Monday 5 February 2018

Virginity Obsessions

Advisory notice: hymen chat.

I hate stories like this. 

There are two abiding myths about reproduction that have made countless numbers of women miserable:

1. The sex of a baby is determined by the genetic contributions of his or her mother, so if the baby is a girl, it is the mother's "fault."

2. Every sexual active woman who ever lived bled the first time she had sex.

No and no.

Some women are born without hymens. Some hymens get broken during physically strenuous athletic endeavours. Some stretch instead of breaking. Therefore, there is no physical way of proving that a never-pregnant woman has had sex in her life. Been pregnant, yes. Given birth, yes. Had sex, no. And yet women are murdered for the crime of "not being virgins."

I understand that men-in-general feel competitive towards other men. I also understand the impulses of sexual jealousy. People in western countries, possibly because the Sexual Revolution forced us to do this or go crazy, put a lid on that kitchen fire with "it was a long time ago/it was before we even met."

I also understand the high value of virginity for traditional cultures, and I recall that St Ignatius of Loyola almost killed someone who doubted that the Blessed Virgin Mary retained her physical virginity after giving birth. One of the few times I have been so angry I actually saw red spots was in theology school when a dirty-living classmate spoke slightingly of Mary as an unwed mother. (The eyes of the young Hungarian across the table bulged with fury, and my gentle Jesuit friend looked at the ceiling and imagined it crashing down on the classmate's head.)
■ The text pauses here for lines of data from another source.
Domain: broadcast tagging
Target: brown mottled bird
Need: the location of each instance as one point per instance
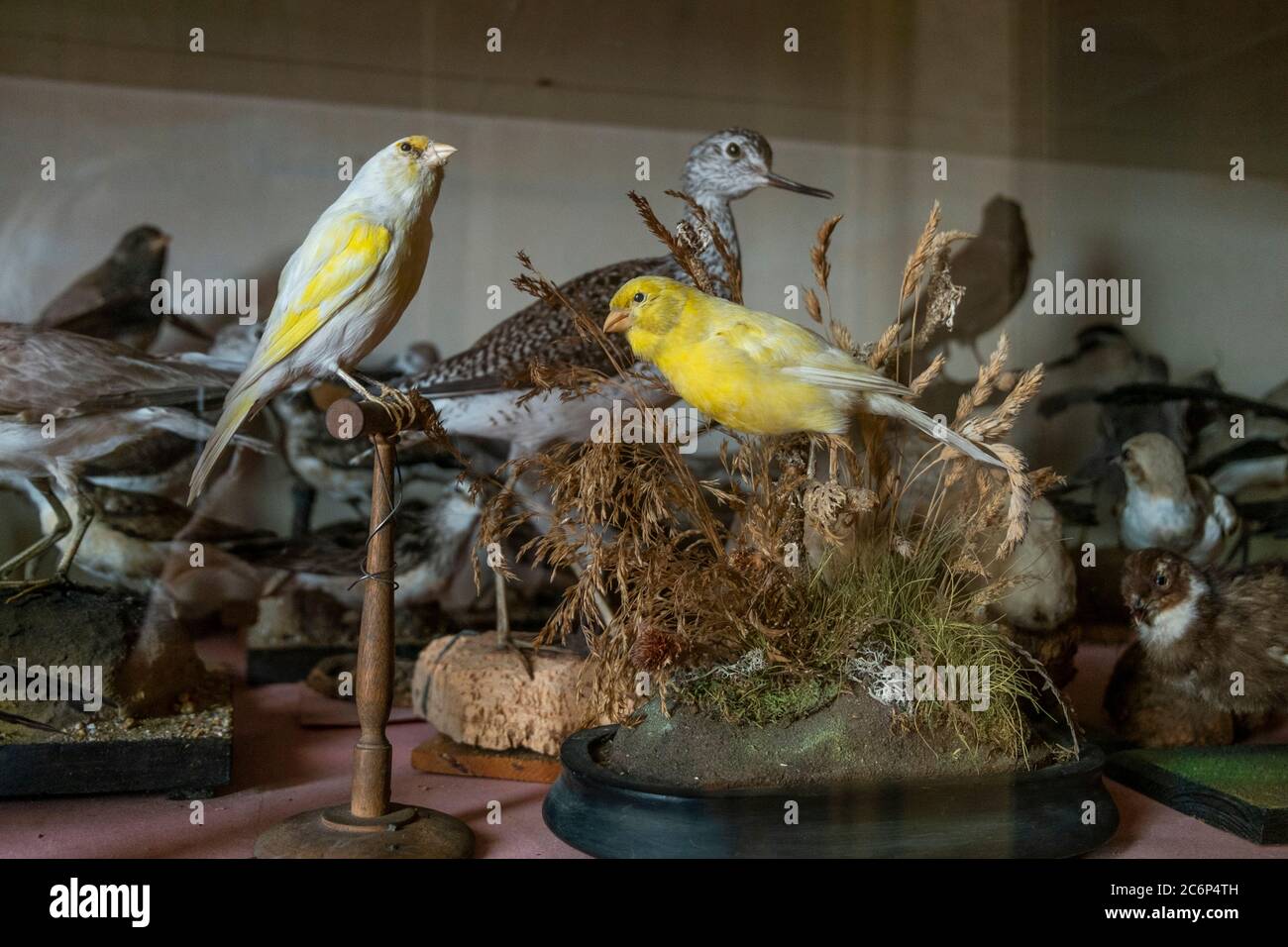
(1220, 635)
(114, 300)
(68, 402)
(993, 268)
However, whatever virginity is---and Saint Augustine forever linked the concept with a free decision to retain it--human dignity does not depend on it. Whether or not you have had sex (or sex has been done to you), you have same rights as anyone else.
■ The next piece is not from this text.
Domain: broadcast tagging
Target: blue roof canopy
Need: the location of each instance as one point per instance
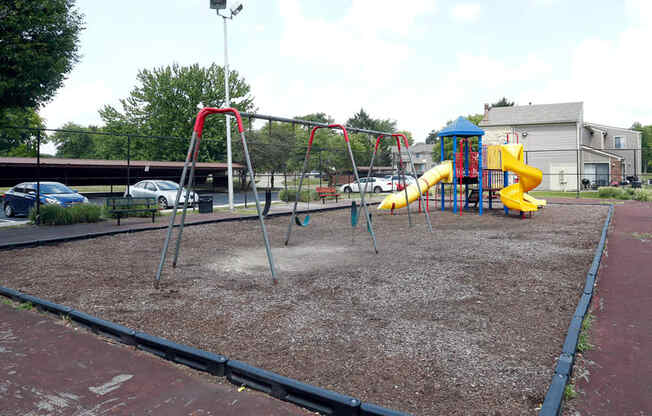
(461, 127)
In some respects virginity is merely an accident, by which I mean both a characteristic and a historical circumstance, belonging solely to the person to whom it applies unless the person has consciously dedicated their virgin state to Almighty God. We talk about virginity as something that we own or give or consectrate or give up or have stolen, but actually it is not some "thing" but a state.  It's like priesthood.

St. Thomas Aquinas was a virgin AND a priest. St. Augustine was a priest but not a virgin.  Therefore, according to a vision seen by Reginald of Piperno, Aquinas was the greater saint. Virginity freely chosen and dedicated to God--which applies to men just as much as to women, thank you very much--is what is important. Obedience to God by not seeking sex before you are married is important, too, of course.  The freedom from sexual diseases is plus. However, that's about it for the benefits.

That you never had sex with anyone else before you got married may be a wonderful testimony to your obedience to God, but it is not in itself a golden ticket to a happy marriage. In fact, the young marriage will have to cope with the strain of one or both people's sexual initiation and that is not always pleasant.

Meanwhile God alone knows how many children and teenagers, let alone 20-something women, have had sex forced upon them. That someone is a "physical" virgin--which is to say, has never experienced sexual intercourse--on his or her wedding day may be as much a sign of his or her very good fortune as it is of his or her conscious chastity.